The Rise of the Southern Gentry

As the southern colonies became full-fledged slave societies, life changed for whites as well as for blacks. Consider the career of William Byrd II (1674–1744). Byrd’s father, a successful planter-merchant in Virginia, hoped to marry his children into the English gentry. To smooth his son’s entry into landed society, Byrd sent him to England for his education. But his status-conscious classmates shunned young Byrd, calling him a “colonial,” a first bitter taste of the gradations of rank in English society.

Other English rejections followed. Lacking aristocratic connections, Byrd was denied a post with the Board of Trade, passed over three times for the royal governorship of Virginia, and rejected as a suitor by a rich Englishwoman. In 1726, at age fifty-two, Byrd finally gave up and moved back to Virginia, where he sometimes felt he was “being buried alive.” Accepting his lesser destiny as a member of the colony’s elite, Byrd built an elegant brick mansion on the family’s estate at Westover, sat in “the best pew in the church,” and won an appointment to the governor’s council.

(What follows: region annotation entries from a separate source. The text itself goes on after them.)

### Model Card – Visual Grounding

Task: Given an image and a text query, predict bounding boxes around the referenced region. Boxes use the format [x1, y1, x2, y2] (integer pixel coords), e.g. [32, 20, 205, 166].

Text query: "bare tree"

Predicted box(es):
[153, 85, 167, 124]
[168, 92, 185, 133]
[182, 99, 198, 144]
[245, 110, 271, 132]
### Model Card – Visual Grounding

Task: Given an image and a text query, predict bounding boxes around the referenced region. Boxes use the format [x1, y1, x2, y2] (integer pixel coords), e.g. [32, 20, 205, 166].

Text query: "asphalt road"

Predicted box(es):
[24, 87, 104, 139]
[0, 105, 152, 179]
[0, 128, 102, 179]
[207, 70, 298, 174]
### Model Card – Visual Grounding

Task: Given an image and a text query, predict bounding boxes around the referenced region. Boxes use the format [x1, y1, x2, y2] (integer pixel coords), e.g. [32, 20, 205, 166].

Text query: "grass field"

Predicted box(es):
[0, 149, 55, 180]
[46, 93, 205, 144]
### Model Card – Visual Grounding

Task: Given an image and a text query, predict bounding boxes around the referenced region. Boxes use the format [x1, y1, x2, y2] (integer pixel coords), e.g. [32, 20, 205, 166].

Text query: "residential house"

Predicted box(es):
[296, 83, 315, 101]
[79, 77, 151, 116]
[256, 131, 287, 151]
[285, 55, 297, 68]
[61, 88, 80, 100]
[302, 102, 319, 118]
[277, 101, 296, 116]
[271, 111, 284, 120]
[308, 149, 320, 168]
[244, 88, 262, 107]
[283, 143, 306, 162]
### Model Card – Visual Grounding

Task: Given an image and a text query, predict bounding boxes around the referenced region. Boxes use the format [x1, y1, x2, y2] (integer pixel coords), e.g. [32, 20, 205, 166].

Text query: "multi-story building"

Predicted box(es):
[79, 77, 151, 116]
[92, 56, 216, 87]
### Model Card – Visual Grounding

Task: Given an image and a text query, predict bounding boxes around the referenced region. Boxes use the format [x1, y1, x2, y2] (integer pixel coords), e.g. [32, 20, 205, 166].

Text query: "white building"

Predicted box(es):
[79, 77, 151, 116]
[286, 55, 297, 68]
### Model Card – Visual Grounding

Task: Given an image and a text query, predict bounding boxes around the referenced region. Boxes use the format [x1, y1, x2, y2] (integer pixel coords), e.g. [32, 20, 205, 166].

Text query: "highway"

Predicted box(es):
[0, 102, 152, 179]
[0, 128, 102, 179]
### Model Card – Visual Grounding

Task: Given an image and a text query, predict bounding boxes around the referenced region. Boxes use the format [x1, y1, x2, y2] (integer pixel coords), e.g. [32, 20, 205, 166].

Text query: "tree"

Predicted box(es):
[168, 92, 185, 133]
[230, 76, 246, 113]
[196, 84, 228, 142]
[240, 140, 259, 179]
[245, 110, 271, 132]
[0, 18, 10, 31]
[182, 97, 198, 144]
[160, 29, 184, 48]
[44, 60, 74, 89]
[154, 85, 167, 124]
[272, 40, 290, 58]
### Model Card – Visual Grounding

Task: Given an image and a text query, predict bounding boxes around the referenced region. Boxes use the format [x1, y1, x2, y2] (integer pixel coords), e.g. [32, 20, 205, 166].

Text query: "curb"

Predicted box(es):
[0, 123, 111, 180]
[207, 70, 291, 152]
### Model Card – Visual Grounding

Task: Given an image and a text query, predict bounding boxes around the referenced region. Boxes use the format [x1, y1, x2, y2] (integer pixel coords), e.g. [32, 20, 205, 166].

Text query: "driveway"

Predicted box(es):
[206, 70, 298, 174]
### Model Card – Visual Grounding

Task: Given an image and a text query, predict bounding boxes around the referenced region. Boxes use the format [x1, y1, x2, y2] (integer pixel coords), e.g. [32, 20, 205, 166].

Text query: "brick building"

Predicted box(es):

William Byrd II’s experience mirrored that of many planter-merchants, trapped in Virginia and South Carolina by their inferior colonial status. They used their wealth to rule over white yeomen families and tenant farmers and relied on violence to exploit enslaved blacks. Planters used Africans to grow food, as well as tobacco; to build houses, wagons, and tobacco casks; and to make shoes and clothes. By making their plantations self-sufficient, the Chesapeake elite survived the depressed tobacco market between 1670 and 1720.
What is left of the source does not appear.